Example 13: the electronic device of embodiment 12, wherein the tunnel dielectric material of the second block exhibits a different material composition than the tunnel dielectric material of the first block.

Example 14: the electronic device of embodiments 12 and 13, wherein the charge blocking material, the storage nitride material, and the tunnel dielectric material are coextensive with a height of the level stack.

Embodiment 15. The electronic device of embodiments 12-14, wherein the channel material is coextensive with a height of the level stack.

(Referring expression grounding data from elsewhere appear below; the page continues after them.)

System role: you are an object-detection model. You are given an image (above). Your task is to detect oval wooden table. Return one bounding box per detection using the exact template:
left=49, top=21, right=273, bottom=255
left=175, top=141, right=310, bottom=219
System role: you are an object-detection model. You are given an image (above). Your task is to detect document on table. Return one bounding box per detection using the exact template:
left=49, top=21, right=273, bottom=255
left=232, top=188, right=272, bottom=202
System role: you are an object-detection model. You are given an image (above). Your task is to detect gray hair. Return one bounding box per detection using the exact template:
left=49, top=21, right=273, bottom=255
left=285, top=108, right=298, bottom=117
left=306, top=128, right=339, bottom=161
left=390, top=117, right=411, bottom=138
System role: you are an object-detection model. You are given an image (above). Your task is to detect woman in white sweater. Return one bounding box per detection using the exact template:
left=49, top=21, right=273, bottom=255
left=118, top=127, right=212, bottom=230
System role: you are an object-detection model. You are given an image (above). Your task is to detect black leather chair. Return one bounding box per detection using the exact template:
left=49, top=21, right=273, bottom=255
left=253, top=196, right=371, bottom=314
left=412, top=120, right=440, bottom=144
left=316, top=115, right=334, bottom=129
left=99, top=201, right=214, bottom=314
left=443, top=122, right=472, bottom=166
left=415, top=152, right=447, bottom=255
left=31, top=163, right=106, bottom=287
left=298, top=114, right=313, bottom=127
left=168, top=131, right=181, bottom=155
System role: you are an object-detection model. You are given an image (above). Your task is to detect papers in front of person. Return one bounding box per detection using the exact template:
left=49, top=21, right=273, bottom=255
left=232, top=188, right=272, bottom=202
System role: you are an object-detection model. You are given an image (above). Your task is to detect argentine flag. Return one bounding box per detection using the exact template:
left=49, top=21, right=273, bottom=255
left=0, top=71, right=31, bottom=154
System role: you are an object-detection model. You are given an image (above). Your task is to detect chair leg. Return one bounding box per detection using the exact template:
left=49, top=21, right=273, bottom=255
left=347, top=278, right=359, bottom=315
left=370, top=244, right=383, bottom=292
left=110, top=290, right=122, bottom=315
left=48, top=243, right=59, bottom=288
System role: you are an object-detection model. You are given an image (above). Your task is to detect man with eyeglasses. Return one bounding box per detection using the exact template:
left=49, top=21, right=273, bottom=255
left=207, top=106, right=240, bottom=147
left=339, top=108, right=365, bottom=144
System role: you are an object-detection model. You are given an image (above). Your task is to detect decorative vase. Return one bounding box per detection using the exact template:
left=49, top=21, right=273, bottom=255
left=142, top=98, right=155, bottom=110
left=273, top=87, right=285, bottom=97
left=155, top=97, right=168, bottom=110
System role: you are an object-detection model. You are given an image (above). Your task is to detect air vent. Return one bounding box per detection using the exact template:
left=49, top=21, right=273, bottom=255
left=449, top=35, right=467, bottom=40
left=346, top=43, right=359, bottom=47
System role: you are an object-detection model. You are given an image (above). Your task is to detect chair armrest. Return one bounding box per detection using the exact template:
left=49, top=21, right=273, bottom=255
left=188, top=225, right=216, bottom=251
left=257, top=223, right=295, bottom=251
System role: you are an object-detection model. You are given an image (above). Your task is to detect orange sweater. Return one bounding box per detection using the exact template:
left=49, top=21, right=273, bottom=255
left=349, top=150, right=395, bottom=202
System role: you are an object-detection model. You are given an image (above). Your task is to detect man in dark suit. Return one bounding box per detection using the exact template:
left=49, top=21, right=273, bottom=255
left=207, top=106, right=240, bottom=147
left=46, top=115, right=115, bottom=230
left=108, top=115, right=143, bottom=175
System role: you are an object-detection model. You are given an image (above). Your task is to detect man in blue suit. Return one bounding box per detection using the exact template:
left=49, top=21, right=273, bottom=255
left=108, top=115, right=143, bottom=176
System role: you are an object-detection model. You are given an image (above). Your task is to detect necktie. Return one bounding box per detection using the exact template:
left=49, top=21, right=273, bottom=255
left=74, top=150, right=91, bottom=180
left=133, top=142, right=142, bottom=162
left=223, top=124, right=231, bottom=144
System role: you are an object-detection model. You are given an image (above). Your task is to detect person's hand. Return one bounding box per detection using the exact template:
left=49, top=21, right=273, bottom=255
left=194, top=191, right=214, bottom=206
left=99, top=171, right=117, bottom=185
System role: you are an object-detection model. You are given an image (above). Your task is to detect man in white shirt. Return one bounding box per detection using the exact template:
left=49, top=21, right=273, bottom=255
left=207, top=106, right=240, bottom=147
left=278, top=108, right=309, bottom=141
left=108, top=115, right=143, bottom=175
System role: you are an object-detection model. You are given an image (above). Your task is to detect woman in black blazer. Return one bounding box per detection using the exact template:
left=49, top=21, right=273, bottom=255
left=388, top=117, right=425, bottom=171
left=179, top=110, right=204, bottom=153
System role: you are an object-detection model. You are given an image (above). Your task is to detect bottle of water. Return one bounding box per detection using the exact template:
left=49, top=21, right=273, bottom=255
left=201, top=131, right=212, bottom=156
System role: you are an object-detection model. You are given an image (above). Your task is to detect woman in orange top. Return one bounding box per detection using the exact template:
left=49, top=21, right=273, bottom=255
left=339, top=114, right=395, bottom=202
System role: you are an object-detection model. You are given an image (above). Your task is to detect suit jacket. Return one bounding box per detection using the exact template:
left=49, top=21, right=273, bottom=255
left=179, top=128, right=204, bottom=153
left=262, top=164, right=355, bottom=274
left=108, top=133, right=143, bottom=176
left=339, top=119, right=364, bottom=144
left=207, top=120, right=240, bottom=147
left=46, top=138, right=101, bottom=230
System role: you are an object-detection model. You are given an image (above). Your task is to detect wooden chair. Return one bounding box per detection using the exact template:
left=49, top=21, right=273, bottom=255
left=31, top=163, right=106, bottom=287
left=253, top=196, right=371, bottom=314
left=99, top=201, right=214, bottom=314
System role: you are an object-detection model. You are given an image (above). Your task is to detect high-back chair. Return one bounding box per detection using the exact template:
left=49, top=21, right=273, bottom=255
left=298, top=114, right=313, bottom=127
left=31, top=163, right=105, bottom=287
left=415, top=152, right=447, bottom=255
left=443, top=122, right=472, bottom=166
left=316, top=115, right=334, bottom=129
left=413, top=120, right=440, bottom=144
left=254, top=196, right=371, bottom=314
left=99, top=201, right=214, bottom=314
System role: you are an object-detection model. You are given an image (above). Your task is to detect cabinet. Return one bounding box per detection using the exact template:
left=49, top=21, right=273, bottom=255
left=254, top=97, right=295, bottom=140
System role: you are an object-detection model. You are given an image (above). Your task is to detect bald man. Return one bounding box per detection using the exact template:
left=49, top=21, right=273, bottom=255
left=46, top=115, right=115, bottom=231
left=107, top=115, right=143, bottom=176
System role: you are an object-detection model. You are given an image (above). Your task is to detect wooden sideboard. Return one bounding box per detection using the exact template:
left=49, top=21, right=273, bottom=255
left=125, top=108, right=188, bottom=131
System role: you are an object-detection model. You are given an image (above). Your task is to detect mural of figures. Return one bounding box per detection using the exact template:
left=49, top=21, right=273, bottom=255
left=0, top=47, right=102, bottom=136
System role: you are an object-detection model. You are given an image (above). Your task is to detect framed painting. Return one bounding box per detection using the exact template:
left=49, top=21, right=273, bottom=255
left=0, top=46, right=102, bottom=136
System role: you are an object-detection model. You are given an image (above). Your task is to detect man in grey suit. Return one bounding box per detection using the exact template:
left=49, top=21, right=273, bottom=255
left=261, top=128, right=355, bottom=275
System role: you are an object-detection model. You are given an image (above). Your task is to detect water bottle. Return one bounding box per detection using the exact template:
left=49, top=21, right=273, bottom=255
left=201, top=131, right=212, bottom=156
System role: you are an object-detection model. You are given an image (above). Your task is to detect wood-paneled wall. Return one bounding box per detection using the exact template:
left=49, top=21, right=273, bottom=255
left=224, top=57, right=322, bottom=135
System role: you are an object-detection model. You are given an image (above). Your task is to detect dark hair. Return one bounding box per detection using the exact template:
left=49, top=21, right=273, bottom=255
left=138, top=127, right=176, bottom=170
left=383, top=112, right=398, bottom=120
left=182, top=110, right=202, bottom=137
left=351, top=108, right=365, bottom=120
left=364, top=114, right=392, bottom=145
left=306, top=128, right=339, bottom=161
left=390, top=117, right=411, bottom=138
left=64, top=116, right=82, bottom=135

Example 16: the electronic device of embodiments 12-15, wherein the one or more of the storage nitride material or the tunnel dielectric material of the second block exhibits a different material composition than the one or more of the storage nitride material or the tunnel dielectric material of the second block.

Embodiment 17. A method of forming an electronic device, comprising: forming a pillar opening in a stack including a first block and a second block laterally adjacent to the first block; forming a charge blocking material and a storage nitride material in the pillar openings of the first and second blocks; forming a mask material over the second block; removing a portion of the storage nitride material of the first block; removing the mask material from the second block; forming a tunnel dielectric material adjacent to the storage nitride material of the first and second blocks; forming channel material adjacent to the tunnel dielectric material of the first and second blocks; and forming a fill material between opposing portions of the channel material.

Embodiment 18 the method of embodiment 17 wherein forming a charge blocking material and a storage nitride material in the pillar openings comprises forming the charge blocking material conformally on sidewalls of the stacks and forming the storage nitride material conformally on the sidewalls of the charge blocking material.

Embodiment 19. The method of embodiment 17 or embodiment 18, wherein forming a mask material over the second block comprises forming the mask material over the second block without forming the mask material over the first block.

Embodiment 20 the method of embodiments 17-19, wherein removing a portion of the storage nitride material of the first block comprises reducing a thickness of the storage nitride material of the first block without reducing a thickness of the storage nitride material of the second block.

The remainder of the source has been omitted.